Ditanya apakah ada penekanan terhadap para siswa dan siswi untuk harus membeli buku? Sombuk mengatakan, target pasarnya ke siswa atau siswi baru dan biasanya dimasukkan ke dalam kewajiban orang tua membeli.
“Pertama, sekolah dilarang, tetapi sekolah di posisi memiliki kuasa untuk meminta siswa untuk membeli. Bagi mereka yang melakukan hal itu, kami akan menelusurinya,” ungkap Sombuk.
Jika Ombudsman menemukan yang bersangkutan, tambah Sombuk, maka secara bertahap akan diminta agar yang bersangkutan tidak menjual buku. Namun, sambung dia, jika yang bersangkutan masih tetap melakukan aktivitas menjual buku, maka akan didorong akan pelanggaran administrasi, bahkan tindak pidana.
Ia berharap pihak sekolah lebih bijaksana, sehingga tidak ada penjualan buku-buku di sekolah, karena pihak sekolah dilarang menjual buku terhadap peserta didik.
Seragam Sekolah
Ia menambahkan, terkait seragam sekolah, sudah ada kemajuan dibandingkan tahun lalu. Sebab, kata dia, sudah ada pihak sekolah yang mengembalikan seragam sekolah maupun pramuka ke orang tua.

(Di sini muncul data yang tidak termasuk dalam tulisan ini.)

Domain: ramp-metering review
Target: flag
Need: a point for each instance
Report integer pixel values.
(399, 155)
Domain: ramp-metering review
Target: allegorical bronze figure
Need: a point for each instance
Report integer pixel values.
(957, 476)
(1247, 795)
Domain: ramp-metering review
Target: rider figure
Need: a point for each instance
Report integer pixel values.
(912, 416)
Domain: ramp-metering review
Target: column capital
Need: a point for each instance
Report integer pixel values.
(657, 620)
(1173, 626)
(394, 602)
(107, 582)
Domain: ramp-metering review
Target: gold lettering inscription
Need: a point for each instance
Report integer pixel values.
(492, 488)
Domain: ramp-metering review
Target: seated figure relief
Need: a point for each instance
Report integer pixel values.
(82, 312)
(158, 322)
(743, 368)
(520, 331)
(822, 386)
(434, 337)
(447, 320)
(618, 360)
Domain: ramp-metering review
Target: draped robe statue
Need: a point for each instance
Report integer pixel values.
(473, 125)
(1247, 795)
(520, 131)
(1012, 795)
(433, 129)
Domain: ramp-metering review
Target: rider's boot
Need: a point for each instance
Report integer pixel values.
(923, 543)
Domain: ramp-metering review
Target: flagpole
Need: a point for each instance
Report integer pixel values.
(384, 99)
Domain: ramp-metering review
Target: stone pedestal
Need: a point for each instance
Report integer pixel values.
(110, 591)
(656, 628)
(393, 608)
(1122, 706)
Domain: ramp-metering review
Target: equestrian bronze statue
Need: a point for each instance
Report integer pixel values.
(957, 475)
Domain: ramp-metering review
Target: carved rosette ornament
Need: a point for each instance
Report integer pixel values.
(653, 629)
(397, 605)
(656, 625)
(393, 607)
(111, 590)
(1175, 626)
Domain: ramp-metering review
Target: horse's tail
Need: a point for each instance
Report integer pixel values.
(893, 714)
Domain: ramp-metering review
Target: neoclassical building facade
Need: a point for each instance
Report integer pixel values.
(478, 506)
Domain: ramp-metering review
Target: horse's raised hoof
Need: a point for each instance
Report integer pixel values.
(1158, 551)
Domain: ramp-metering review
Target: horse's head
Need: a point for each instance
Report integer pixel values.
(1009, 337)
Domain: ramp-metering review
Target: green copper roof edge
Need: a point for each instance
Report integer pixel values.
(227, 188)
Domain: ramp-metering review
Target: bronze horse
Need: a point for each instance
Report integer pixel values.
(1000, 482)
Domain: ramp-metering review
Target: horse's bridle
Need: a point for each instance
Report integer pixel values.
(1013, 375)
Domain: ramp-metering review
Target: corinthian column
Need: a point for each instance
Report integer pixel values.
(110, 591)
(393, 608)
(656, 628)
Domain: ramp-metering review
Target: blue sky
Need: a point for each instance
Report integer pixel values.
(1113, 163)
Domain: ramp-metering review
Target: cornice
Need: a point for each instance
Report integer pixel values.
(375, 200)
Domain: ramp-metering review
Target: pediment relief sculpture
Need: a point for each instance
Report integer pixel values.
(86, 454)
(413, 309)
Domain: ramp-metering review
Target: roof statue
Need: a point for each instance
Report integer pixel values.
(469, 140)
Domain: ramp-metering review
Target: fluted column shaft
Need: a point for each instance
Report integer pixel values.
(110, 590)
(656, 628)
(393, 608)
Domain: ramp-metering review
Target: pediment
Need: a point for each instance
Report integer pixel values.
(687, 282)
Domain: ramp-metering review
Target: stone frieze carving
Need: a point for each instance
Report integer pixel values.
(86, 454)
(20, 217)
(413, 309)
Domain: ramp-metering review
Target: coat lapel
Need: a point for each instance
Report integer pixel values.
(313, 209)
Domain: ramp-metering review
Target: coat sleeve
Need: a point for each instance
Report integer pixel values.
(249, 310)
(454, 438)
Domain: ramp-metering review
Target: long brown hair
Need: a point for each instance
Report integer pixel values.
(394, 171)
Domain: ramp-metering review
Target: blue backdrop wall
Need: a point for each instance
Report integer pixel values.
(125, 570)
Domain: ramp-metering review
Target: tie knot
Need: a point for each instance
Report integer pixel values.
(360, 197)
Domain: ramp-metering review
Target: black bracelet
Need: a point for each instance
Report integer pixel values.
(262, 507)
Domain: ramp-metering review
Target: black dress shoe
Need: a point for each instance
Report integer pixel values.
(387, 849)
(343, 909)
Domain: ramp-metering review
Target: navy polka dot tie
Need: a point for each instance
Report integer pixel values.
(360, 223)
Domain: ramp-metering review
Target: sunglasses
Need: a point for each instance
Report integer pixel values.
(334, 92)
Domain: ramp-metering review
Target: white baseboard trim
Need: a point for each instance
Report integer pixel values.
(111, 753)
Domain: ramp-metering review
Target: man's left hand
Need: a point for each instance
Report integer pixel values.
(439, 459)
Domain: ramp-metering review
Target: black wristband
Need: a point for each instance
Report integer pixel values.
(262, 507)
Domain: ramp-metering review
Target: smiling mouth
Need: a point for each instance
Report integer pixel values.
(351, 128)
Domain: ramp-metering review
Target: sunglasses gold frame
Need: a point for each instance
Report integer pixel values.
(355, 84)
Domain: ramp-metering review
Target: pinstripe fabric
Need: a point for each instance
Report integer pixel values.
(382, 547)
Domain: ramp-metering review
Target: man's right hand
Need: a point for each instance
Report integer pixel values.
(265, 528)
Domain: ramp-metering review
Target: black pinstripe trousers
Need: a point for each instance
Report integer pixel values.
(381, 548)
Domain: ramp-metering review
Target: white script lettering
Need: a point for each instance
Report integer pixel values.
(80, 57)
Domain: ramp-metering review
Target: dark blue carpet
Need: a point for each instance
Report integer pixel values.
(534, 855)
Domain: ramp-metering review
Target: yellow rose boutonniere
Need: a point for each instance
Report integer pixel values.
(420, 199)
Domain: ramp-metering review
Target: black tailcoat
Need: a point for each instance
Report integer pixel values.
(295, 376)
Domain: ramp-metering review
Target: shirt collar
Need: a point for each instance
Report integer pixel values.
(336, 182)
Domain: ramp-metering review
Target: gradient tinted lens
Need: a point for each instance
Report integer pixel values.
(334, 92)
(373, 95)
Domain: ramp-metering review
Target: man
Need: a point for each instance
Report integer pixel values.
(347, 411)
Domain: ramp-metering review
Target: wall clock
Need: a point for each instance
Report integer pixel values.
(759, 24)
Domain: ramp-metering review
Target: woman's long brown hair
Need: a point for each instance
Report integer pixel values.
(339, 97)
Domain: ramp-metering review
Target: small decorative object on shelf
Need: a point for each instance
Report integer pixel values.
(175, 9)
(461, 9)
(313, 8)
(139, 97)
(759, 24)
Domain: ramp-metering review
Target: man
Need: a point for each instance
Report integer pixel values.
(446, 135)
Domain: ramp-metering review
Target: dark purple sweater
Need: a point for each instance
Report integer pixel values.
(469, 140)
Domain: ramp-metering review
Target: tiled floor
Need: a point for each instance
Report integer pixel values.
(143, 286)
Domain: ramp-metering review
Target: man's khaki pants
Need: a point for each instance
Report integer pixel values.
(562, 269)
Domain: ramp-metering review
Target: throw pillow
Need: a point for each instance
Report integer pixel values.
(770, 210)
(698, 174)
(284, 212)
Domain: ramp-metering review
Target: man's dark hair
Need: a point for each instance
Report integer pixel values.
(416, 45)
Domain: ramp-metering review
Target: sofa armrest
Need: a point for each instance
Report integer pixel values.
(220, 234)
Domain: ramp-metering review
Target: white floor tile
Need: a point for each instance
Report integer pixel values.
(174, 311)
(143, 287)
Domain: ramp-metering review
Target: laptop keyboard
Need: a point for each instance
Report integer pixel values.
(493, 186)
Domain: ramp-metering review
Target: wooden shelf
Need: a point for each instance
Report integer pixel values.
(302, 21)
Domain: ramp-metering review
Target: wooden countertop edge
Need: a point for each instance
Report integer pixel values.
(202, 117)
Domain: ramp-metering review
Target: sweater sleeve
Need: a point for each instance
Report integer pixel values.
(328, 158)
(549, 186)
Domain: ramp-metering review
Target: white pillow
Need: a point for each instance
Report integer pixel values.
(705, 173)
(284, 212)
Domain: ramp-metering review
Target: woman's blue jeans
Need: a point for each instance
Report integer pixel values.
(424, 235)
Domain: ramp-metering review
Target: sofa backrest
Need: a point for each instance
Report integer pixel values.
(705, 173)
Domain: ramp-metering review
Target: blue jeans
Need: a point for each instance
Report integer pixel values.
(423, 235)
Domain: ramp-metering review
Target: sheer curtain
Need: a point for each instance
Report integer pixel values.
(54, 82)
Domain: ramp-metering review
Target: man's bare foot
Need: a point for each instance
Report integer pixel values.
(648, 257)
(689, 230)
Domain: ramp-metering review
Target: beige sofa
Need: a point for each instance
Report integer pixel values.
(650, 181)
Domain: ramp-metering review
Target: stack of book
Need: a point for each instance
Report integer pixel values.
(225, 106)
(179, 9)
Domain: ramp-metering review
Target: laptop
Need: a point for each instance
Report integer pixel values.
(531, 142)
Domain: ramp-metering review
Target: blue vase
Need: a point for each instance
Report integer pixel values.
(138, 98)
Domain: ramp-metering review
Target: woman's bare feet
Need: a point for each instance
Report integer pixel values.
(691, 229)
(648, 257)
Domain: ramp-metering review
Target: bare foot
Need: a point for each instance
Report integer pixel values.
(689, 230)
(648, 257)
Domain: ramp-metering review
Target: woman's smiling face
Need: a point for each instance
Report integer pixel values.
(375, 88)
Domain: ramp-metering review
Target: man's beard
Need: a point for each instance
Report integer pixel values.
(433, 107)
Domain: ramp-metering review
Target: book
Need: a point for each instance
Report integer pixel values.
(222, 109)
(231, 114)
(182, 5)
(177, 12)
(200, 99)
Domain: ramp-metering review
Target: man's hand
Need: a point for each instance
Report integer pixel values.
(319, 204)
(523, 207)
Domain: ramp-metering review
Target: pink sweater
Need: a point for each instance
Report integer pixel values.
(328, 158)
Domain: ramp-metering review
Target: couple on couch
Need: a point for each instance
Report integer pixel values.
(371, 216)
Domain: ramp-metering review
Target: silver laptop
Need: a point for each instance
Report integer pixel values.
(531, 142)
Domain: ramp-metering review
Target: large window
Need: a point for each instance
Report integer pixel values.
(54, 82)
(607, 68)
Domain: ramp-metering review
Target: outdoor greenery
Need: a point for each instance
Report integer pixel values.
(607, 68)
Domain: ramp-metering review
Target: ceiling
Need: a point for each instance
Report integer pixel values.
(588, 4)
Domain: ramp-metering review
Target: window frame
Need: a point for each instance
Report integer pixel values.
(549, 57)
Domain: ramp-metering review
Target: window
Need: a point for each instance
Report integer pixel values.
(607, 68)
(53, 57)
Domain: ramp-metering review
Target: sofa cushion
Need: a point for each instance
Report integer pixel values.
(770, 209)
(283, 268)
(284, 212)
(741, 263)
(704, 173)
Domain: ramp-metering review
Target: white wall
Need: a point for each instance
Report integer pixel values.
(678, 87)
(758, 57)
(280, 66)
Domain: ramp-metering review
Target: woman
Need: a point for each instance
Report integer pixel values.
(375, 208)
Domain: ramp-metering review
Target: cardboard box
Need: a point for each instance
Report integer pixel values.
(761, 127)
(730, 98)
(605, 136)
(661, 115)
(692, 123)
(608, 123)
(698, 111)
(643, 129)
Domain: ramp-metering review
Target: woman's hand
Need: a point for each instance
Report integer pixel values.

Namun, lanjut Sombuk, untuk seragam batik dan olahraga, masih dikelola sekolah atas dasar pembicaraan dengan komite, dimana komite mengakomodirnya dengan alasan spesifik.
“Nah, persoalan lainnya terkait harga. Harga seragam batik dan olahraga ini masuk akal atau tidak? Kita dapati di salah satu SD di Manokwari, kedua jenis seragam ini harganya Rp. 750.000. Dari monitoring kami, harga itu sudah disetujui,” tambah Sombuk.
Persoalannya, kata dia, bagaimana jika peserta didik tidak mampu dan bagaimana memenuhinya, apakah perlu dicicil atau seperti apa?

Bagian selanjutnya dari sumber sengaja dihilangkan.